No build or generate step is needed — the page router serves your routes from the live collection.

Starters live in resources/builder/starters/{name}/. Each starter needs:

The manifest describes the starter for the picker UI — name, description, version. That’s it:

{
"name": "My Starter",
"description": "A description of what this starter provides",
"version": "1.0.0"
}

The starter’s pages and any seed content live in jumpstart.json, in the standard JumpStart format. List the page records first, in the order you want them to appear in the navigation:

{
"name": "My Starter Data",
"description": "Pages + sample content for the starter",
"version": "1.0.0",
"objects": [
{
"collection": "builder-pages",
"id": "home",
"data": { "id": "home", "title": "Home", "route": "/", "template": "index", "draft": false, "nav": true, "data": {} }
},
{
"collection": "builder-pages",
"id": "about",
"data": { "id": "about", "title": "About", "route": "/about", "template": "about", "draft": false, "nav": true, "data": {} }
}
]
}

Each page object maps to a builder-page schema record. Required fields inside data: id, title, template. Useful optional fields: route, draft, nav. The inner data: {} is the page’s free-form JSON data field (exposed at render time as page.data.*) — pass an empty object to satisfy schema validation, or fill it with per-page hero text / CTAs / etc. The schema also supports description, image, status, redirectTo, sitemap, changeFrequency, and priority — set them per page in the jumpstart if you want them pre-populated.

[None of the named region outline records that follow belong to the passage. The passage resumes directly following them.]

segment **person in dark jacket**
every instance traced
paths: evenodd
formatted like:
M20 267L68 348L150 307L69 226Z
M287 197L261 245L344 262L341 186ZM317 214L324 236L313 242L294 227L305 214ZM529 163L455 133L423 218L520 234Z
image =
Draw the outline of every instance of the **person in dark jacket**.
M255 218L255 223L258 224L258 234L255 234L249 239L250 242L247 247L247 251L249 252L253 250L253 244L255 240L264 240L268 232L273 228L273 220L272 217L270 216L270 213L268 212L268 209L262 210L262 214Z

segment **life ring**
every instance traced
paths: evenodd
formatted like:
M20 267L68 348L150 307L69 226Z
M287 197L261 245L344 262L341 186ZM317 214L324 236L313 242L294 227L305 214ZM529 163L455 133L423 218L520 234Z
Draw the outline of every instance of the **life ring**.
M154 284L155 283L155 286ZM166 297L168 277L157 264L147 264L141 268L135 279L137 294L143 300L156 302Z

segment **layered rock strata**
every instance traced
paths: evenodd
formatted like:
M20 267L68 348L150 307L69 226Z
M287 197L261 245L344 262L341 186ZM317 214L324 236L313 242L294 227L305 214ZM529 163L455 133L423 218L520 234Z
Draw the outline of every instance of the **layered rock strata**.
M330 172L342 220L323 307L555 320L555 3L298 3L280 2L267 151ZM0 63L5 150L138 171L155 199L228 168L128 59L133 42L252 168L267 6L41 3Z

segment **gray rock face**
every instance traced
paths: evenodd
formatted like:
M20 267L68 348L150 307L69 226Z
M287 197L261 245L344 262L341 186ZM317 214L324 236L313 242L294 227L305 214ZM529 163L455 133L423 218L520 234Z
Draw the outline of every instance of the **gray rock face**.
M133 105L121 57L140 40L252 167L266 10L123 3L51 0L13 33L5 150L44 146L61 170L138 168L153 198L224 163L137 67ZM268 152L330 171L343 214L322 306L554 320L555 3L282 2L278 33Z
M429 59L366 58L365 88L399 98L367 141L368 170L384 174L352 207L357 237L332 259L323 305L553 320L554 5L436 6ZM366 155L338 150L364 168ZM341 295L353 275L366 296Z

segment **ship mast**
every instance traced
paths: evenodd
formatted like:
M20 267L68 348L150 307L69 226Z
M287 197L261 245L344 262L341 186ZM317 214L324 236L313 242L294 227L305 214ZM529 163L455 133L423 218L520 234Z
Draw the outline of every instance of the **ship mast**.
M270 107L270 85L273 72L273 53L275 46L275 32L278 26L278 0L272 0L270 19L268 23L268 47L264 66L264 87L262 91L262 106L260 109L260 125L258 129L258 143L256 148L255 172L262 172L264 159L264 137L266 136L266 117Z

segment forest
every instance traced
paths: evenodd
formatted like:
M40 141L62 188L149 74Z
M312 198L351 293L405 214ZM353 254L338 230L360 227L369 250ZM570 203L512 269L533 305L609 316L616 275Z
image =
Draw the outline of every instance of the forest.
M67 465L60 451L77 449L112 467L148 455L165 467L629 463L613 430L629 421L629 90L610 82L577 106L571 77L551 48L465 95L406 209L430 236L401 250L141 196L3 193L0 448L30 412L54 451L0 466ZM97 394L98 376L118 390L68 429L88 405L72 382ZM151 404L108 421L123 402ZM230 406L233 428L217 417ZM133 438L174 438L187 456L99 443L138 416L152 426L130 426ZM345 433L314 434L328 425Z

Page order in the admin sidebar follows the order of objects in jumpstart.json (the page router preserves insertion order in the collection index).

To install supporting schemas, collections, or other objects (e.g. a services collection alongside the pages), use the standard JumpStart sections — schemas, collections, and additional objects for non-page records. See the business starter for a worked example.

Organize templates in the standard directory structure:

my-starter/
manifest.json
jumpstart.json
layouts/
default.twig
pages/
index.twig
about.twig
partials/
nav.twig
footer.twig

Files are copied directly to tcms-data/builder/{category}/. Page templates use {% extends 'layouts/default.twig' %} directly — there’s no layout field on pages.